JELD‑WEN Reports Q1 2026 Earnings: Net Loss, Margin Compression, and Updated Guidance

JELD
May 05, 2026

JELD‑WEN Holding, Inc. reported first‑quarter 2026 results that included a net loss of $76.8 million, or $0.90 per share, and an adjusted loss of $43.3 million, or $0.50 per share, on revenue of $722.1 million—a 6.9 % decline from the same period a year earlier. Adjusted EBITDA fell to $6.1 million, a 190‑basis‑point drop from the $21.9 million reported in Q1 2025, reflecting a 10 % decline in core revenue volume and mix and a 1 % reduction from the court‑ordered Towanda divestiture.

The revenue decline was driven by a 10 % drop in core revenue volume and mix, while the Towanda divestiture contributed an additional 1 % reduction in net revenues. Segment data show North America revenue fell 14.7 %, whereas Europe grew 9.8 % thanks to a foreign‑exchange benefit of roughly $50 million. The mix shift and volume loss compressed margins, pushing adjusted EBITDA margin to 0.9 % from 2.9 % a year earlier.

Management maintained its full‑year guidance, projecting revenue of $3.05 billion to $3.20 billion and adjusted EBITDA of $100 million to $150 million. The guidance increase reflects a modest 3 % to 6 % decline in core revenue for 2026, offset by the FX benefit and disciplined cost management. The company highlighted ongoing operational improvements, including the rollout of the A3 manufacturing system, as key levers to support the outlook.

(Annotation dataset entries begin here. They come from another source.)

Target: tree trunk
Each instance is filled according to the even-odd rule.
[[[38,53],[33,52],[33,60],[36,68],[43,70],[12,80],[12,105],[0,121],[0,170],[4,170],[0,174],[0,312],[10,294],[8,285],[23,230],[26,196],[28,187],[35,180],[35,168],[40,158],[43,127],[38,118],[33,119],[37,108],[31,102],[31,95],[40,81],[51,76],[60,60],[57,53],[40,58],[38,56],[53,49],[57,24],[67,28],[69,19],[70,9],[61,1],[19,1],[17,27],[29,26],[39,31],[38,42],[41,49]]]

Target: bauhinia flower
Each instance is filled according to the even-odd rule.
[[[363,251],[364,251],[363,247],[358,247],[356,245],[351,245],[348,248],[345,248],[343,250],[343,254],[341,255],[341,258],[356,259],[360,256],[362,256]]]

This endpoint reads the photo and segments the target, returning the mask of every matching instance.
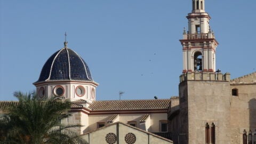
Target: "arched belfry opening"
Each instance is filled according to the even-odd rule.
[[[202,53],[197,51],[194,54],[194,70],[201,71],[203,70]]]

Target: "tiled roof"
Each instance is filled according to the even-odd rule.
[[[116,118],[117,118],[117,116],[118,115],[117,114],[115,114],[113,115],[107,121],[108,123],[113,123],[115,119],[116,119]]]
[[[244,77],[248,77],[248,76],[251,76],[251,75],[255,75],[255,74],[256,74],[256,71],[253,72],[253,73],[251,73],[251,74],[249,74],[248,75],[244,75],[243,76],[231,79],[230,82],[235,81],[236,80],[241,79],[241,78],[244,78]]]
[[[18,101],[0,101],[0,109],[4,110],[7,107],[11,105],[17,106],[18,103]]]
[[[146,119],[147,119],[147,118],[149,116],[149,114],[146,114],[144,116],[143,116],[141,119],[140,119],[140,122],[141,123],[146,122]]]
[[[84,107],[82,105],[78,105],[75,103],[71,104],[71,108],[83,108]]]
[[[87,101],[83,99],[79,99],[79,100],[74,101],[73,101],[73,102],[76,103],[87,103]]]
[[[167,110],[171,99],[95,101],[89,107],[92,111]]]
[[[7,107],[11,105],[17,106],[19,101],[0,101],[0,109],[4,110]],[[71,108],[83,108],[83,106],[77,103],[72,103]]]

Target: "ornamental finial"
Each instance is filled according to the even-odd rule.
[[[64,47],[67,47],[68,42],[67,42],[67,33],[65,31],[65,42],[64,42]]]

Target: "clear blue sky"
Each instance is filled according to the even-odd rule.
[[[231,78],[256,70],[256,1],[206,0],[219,45],[217,68]],[[29,92],[46,60],[68,47],[100,85],[97,100],[178,95],[179,39],[191,0],[0,0],[0,100]]]

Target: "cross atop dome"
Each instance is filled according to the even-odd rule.
[[[180,40],[183,51],[183,73],[214,72],[218,45],[210,28],[211,17],[204,10],[204,0],[192,0],[192,12],[187,16],[187,31],[184,28]]]

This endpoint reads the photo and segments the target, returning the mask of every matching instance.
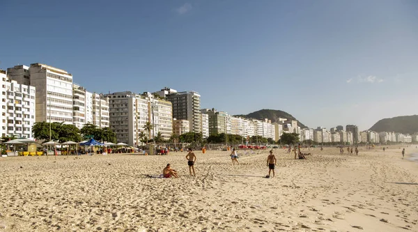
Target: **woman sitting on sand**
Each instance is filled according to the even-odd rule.
[[[177,175],[177,171],[171,169],[171,166],[170,165],[170,164],[167,164],[167,166],[165,168],[164,168],[164,169],[162,169],[162,176],[165,178],[169,178],[170,177],[171,177],[171,176],[174,176],[176,178],[178,178],[178,176]]]
[[[233,164],[235,163],[240,164],[240,162],[238,162],[238,155],[237,155],[237,152],[235,150],[235,148],[232,149],[232,153],[231,153],[231,160],[232,160]]]

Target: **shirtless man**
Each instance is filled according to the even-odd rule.
[[[171,169],[171,166],[170,164],[168,164],[167,166],[162,169],[162,176],[164,176],[164,178],[169,178],[171,176],[175,178],[178,178],[178,175],[177,175],[177,171],[176,170]]]
[[[190,172],[190,176],[196,176],[196,173],[194,173],[194,162],[196,162],[196,155],[193,153],[193,150],[192,148],[189,148],[189,153],[186,155],[186,159],[187,159],[187,164],[189,165],[189,171]],[[193,175],[192,175],[192,170],[193,170]]]
[[[276,157],[273,155],[273,151],[270,150],[270,155],[267,157],[267,166],[268,166],[268,176],[270,177],[270,173],[273,170],[273,177],[274,177],[274,166],[277,164],[277,160],[276,160]]]

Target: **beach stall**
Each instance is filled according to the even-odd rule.
[[[68,156],[68,153],[70,153],[70,145],[75,145],[75,152],[77,154],[77,144],[78,144],[77,143],[73,141],[66,141],[65,143],[62,143],[61,145],[66,145],[67,146],[67,156]]]
[[[91,150],[92,150],[93,152],[94,152],[94,146],[104,146],[104,144],[98,142],[96,140],[95,140],[94,139],[90,139],[87,141],[84,142],[84,143],[80,143],[79,144],[80,144],[80,146],[92,147]]]
[[[47,151],[47,155],[61,155],[61,152],[59,152],[59,153],[56,151],[56,146],[61,145],[60,143],[56,142],[55,141],[49,141],[48,142],[42,144],[42,145],[49,147],[49,150]],[[54,146],[54,150],[51,149],[52,146]]]

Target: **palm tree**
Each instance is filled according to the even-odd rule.
[[[162,134],[161,132],[157,133],[157,135],[154,137],[156,143],[160,143],[162,141]]]
[[[139,139],[139,141],[144,142],[145,139],[146,139],[146,134],[144,131],[139,132],[139,133],[138,133],[138,138]]]
[[[144,130],[148,131],[148,134],[150,135],[150,135],[151,135],[151,130],[153,130],[153,124],[151,124],[150,122],[146,122],[145,123],[145,125],[144,125]],[[146,142],[148,143],[148,137],[146,137]]]

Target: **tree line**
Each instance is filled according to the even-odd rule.
[[[32,127],[33,137],[38,140],[49,141],[49,126],[51,126],[51,140],[60,143],[73,141],[79,142],[91,137],[99,141],[116,142],[116,134],[109,128],[99,128],[93,124],[86,124],[82,129],[74,125],[63,123],[38,122]]]

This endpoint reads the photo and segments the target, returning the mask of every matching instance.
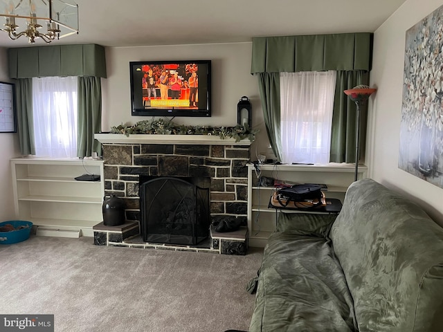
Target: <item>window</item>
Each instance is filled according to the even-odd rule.
[[[280,73],[282,162],[329,161],[336,71]]]
[[[77,77],[33,78],[35,155],[77,154]]]

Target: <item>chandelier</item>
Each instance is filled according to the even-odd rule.
[[[26,36],[29,44],[38,38],[48,44],[78,33],[78,6],[71,0],[0,0],[0,11],[6,19],[0,30],[13,40]]]

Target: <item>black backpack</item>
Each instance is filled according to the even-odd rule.
[[[278,193],[278,202],[283,206],[287,206],[291,201],[304,202],[316,200],[320,202],[323,197],[321,186],[318,185],[293,185],[291,187],[279,189]]]

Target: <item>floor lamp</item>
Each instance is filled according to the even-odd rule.
[[[368,100],[369,96],[377,91],[376,89],[370,89],[367,85],[359,85],[353,89],[345,90],[345,93],[349,98],[355,102],[357,107],[356,120],[356,138],[355,141],[355,175],[354,181],[357,181],[359,171],[359,153],[360,145],[360,106]]]

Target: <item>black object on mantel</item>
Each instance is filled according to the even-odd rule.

"First‑quarter results were in line with our expectations as we continue to navigate the challenging demand environment and focus on service investments that improve how we support our customers," said CEO William J. Christensen. CFO Samantha Stoddard added, "First quarter net revenue was $722 million, down 7% year‑over‑year. Adjusted EBITDA for the quarter was $6 million. Net debt leverage increased to 11.3x at the end of the first quarter, and we drew $40 million on our revolver."

Investors reacted negatively to the earnings, citing the EPS miss of $0.61 against an estimate of $‑0.29 and the margin compression driven by unfavorable price/cost dynamics and lower volumes. The market’s response underscored concerns about continued demand weakness and pricing pressure, despite the company’s confidence in cost controls and operational improvements.